I would keep them separate if it is for public access. In fact a separate network (DMZ) would be recommended for public facing web sites.
Re: NAS & Web-Server Hardware
Quote:
Originally Posted by
ChaosSystem
Is your web server hosting content for internal access only or for public access?
I would keep them separate if it is for public access. In fact a separate network (DMZ) would be recommended for public facing web sites.
The web server would host one or two public-facing static websites, which I would probably configure to run off a single partition to which the web daemons have access. Webmail is something else I'd have to consider carefully.

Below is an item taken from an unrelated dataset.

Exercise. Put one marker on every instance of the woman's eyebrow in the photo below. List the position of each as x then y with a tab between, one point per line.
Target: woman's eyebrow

Separate to that, I'd be planning on serving content across the LAN from a RAID - with access to the RAID restricted to root and either a few named users or a specific user group. Would this achieve enough of a 'DMZ' or is it really worth setting up a separate network for internal data? Surely that level of isolation would also call for setting up a second (entirely independent) server?
Re: NAS & Web-Server Hardware
I guess it depends on how sensitive your corporate data is. I like to keep a well defined line between LAN and WAN/Public servers. For the price of the N54L I don't see why you cannot have 2 servers :)
Also look at the point of maintenance. If you have to take your web server down, should it affect your NAS?
Re: NAS & Web-Server Hardware
All good points; thanks very much for the advice.